運動はマクロファージをM2タイプに変える

Yakeu G., Butcher L. et al. Low-intensity exercise enhances expression of markers of alternative activation in circulating leukocytes: Roles of PPARgamma and Th2 cytokines. Atherosclerosis 2010; Epub ahead of print
抗糖尿病薬のチアゾリジンジオン(アクトスなど)のターゲットである転写因子PPARγは炎症抑制、脂質代謝改善の作用もある。この作用の一部は血中の単球(monocyte)がマクロファージに分化する際に炎症を抑える作用のあるM2タイプのマクロファージに分化誘導する作用があるからと考えられる。適度な運動により白血球のPPARγ発現が増加する。運動習慣のない17名に10000歩の歩行を週3回やってもらい、血中のサイトカインと白血球の遺伝子発現を調べた。M2タイプのマクロファージのマーカーとなる遺伝子としてはAMAC1、CD14、MR、IL-4を使用、M1タイプのマクロファージのマーカー遺伝子としてはMCP-1、TNFα、IL-6を使用した。またPPARγとそのコファクターであるPGC-1α、PGC-1βの発現も調べた。遺伝子発現はリアルタイムPCRによった。血中のTh1タイプサイトカインはIL-6、Th2タイプのサイトカインはIL-4、IL-10 を測定した。運動によりM2のマーカー遺伝子、PGC-1α、PGC-1βが増加しM1のマーカー遺伝子は低下した。運動後Th2サイトカインが増加しTh1サイトカインは低下した。PPARαとPPARδは変化しなかった。適度な運動はPPARγ、PGC-1α、PGC-1βの発現増加を通じて炎症を抑える効果をもつようだ。

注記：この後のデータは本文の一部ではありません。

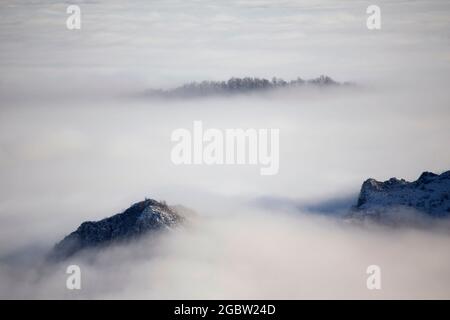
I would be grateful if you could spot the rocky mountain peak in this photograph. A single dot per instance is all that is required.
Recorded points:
(141, 218)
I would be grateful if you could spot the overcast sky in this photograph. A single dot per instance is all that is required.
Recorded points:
(137, 44)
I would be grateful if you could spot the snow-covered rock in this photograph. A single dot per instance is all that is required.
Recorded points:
(141, 218)
(429, 194)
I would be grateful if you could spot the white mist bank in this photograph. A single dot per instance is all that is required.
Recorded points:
(251, 256)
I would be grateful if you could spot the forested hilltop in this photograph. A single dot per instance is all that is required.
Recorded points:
(239, 85)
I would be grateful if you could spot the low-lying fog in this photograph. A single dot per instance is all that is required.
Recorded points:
(74, 146)
(62, 165)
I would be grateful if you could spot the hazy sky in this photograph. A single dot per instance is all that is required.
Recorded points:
(66, 157)
(135, 44)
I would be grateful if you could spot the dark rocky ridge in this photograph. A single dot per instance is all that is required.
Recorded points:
(141, 218)
(429, 195)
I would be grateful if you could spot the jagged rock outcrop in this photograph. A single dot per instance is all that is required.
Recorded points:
(141, 218)
(429, 194)
(238, 85)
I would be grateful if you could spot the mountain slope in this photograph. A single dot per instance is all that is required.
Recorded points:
(429, 194)
(141, 218)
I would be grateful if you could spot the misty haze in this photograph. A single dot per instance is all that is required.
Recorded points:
(86, 119)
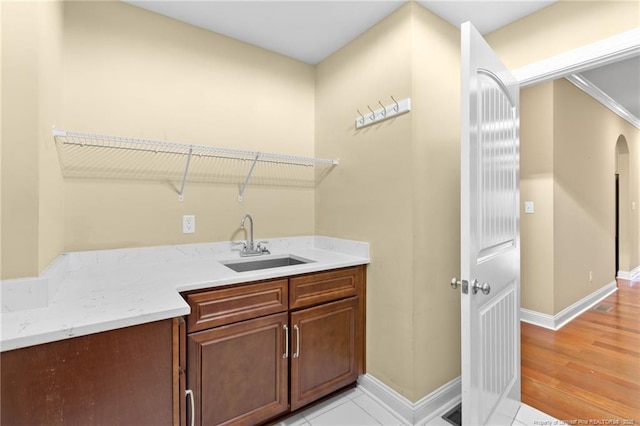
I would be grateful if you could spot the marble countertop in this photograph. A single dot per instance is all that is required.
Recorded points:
(88, 292)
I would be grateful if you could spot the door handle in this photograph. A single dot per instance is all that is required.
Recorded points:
(296, 354)
(463, 284)
(286, 341)
(189, 393)
(484, 287)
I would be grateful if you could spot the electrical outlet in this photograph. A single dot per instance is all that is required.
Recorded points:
(188, 224)
(529, 207)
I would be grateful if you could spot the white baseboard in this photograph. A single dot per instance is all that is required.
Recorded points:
(556, 322)
(630, 275)
(432, 405)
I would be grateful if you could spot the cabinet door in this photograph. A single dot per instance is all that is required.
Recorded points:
(238, 372)
(118, 377)
(323, 346)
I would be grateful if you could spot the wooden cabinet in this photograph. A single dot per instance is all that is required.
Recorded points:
(238, 373)
(324, 350)
(258, 351)
(126, 376)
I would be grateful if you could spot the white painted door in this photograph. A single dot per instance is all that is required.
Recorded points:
(490, 243)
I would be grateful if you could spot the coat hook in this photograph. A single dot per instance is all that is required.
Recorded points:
(397, 107)
(373, 114)
(384, 109)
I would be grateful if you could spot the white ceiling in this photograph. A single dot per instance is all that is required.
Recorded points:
(311, 30)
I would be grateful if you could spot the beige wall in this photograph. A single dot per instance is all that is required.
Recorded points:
(398, 188)
(536, 184)
(126, 71)
(568, 166)
(131, 72)
(436, 201)
(370, 195)
(585, 137)
(23, 43)
(107, 67)
(563, 26)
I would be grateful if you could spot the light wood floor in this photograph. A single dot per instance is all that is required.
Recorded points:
(589, 370)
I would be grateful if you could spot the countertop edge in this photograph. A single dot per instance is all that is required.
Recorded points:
(47, 331)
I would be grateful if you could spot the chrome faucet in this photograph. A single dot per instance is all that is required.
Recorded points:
(250, 248)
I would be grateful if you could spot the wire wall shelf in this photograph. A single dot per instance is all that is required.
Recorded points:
(88, 155)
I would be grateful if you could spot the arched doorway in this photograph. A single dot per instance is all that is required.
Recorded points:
(622, 240)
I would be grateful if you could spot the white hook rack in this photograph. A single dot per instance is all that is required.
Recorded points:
(392, 110)
(99, 164)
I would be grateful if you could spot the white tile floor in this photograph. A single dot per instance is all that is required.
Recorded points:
(356, 408)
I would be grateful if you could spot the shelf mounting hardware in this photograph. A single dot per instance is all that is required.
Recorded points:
(199, 159)
(184, 176)
(246, 180)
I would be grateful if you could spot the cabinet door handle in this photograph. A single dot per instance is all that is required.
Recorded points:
(296, 354)
(286, 341)
(189, 393)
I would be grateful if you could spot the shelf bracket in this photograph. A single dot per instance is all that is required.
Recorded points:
(246, 181)
(184, 177)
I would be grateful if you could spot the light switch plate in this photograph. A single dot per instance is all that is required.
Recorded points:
(529, 207)
(188, 224)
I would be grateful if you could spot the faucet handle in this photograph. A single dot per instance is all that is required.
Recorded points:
(261, 248)
(239, 243)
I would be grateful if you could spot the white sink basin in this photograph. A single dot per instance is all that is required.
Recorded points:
(254, 264)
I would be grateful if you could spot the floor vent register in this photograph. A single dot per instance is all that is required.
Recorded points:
(454, 416)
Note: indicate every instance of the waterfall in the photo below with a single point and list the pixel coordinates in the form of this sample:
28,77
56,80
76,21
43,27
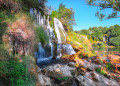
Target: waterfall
58,26
60,32
68,49
51,34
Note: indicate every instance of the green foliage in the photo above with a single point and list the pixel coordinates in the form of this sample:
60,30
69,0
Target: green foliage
3,52
104,4
110,67
115,41
42,36
84,32
111,34
17,73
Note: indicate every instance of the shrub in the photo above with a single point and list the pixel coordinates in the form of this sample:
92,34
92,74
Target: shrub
109,66
17,73
42,36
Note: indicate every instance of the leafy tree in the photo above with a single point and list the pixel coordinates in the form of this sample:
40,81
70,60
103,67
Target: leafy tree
84,31
106,4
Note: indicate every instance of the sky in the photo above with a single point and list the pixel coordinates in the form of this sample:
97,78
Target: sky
84,14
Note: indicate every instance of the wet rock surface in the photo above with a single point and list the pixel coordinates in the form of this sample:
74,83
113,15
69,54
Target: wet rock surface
68,75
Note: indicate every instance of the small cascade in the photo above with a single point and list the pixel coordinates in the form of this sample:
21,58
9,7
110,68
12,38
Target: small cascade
58,26
51,34
40,20
61,38
68,49
40,55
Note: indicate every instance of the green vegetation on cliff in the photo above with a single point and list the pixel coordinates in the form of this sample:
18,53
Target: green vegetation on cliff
111,34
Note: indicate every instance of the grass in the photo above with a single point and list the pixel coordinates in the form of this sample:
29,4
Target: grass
17,73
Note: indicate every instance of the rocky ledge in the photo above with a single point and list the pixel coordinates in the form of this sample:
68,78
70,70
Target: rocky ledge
69,75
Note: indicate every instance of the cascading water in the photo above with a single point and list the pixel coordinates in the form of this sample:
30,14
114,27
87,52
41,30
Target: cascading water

Bouhlel MA., Derudas B. et al. PPARgamma activation primes human monocytes into alternative M2 macropahges with anti-inflamamtory properties. Cell Metab 2007; 6: 137-143
Th1サイトカインは単球を動脈硬化促進性のM1タイプに分化させ、Th2サイトカインは抗炎症性のM2タイプに分化させる。ヒトの動脈硬化病変ではM2タイプのマーカーの発現はPPARγの発現と相関している。単球でPPARγを活性化させるとM2タイプに分化する。しかし、活性化していないマクロファージやM1タイプのマクロファージではPPARγの活性化は効果がない。また、PPARγのアゴニスト(活性化薬)は動脈硬化病変でのM2タイプマーカーを増やさない。PPARγによるM2タイプへの誘導は単球の段階でのみ効くようだ。PPARγの活性化は血中の白血球のM2マーカー遺伝子発現を増やす。